What students are talking about today (October 15th edition)

Liberals up, Cubans defecting & art students protesting

ycanada_news/Flickr

1. In the wake of Justin Trudeau’s announcement that he will run for the Liberals, a new Nanos Research poll puts the party in second place for the first time since April. The Conservatives have 33.3 per cent support, the Liberals have 30.1 per cent and the NDP is at 27.9 per cent. The Liberals are now in first place in Ontario and B.C., while Quebec still strongly supports the NDP. The Conservatives gained in Atlantic Canada.

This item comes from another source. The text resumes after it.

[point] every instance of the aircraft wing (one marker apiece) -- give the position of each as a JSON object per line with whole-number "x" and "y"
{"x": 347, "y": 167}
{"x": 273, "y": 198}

2. Three players from the Cuban men’s soccer team who vanished before a World Cup qualifying match in Toronto defected, according to FIFA.  “As with any Cuban sport team that travels around the world, they’re all chasing the American dream,” coach Alexander Gonzalez told The Canadian Press. Or the Canadian dream.

3. After five years preparing, Austrian daredevil Felix Baumgartner jumped from the edge of space on Sunday. He hit speeds of 1,336 kilmotres per hour after leaping from nearly 39 kilometres above the New Mexico desert. His free fall was four minutes long. He said he had tears in his eyes.

4. British Prime Minister David Cameron has agreed to a 2014 vote on Scottish independence.

5. Women in Guangzhou, China are shaving their heads to protest gender discrimination. University admissions are gained through a National Higher Entrance Exam, the Gaokao, and some universities require that women have higher test scores than men have to be admitted.

6. A sickening flier posted in the men’s washroom at a Miami University in Ohio listed the Top Ten Ways to Get Away with Rape, including things like slipping drugs into women’s drinks. There have been at 27 reported sexual assaults at the university since 2009, according to Cincinnati.com.

7. MPs will debate an NDP motion on Monday in favour of a national anti-bullying strategy following a weekend of vigils in remembrance of Amanda Todd, the 15-year-old Port Coquitlam, B.C. girl who killed herself last week after posting an anti-bullying video on YouTube.

8. RCMP say that they may lay charges related to Todd’s suicide.

9. The Montreal Gazette is asking whether Concordia University has “learned its lesson” after losing two presidents in three years and paying millions of dollars in severance and fines. Concordia says it is acting on most of the recommendations of an external review.

10. Art students from OCAD University in Toronto are supporting Soupstock 2012, a gathering over more than 160 Canadian chefs that is a fundraiser against a planned mega-quarry on farmland near Shelburne, Ont. They set up a poster exhibit against the mega-quarry at a local restaurant.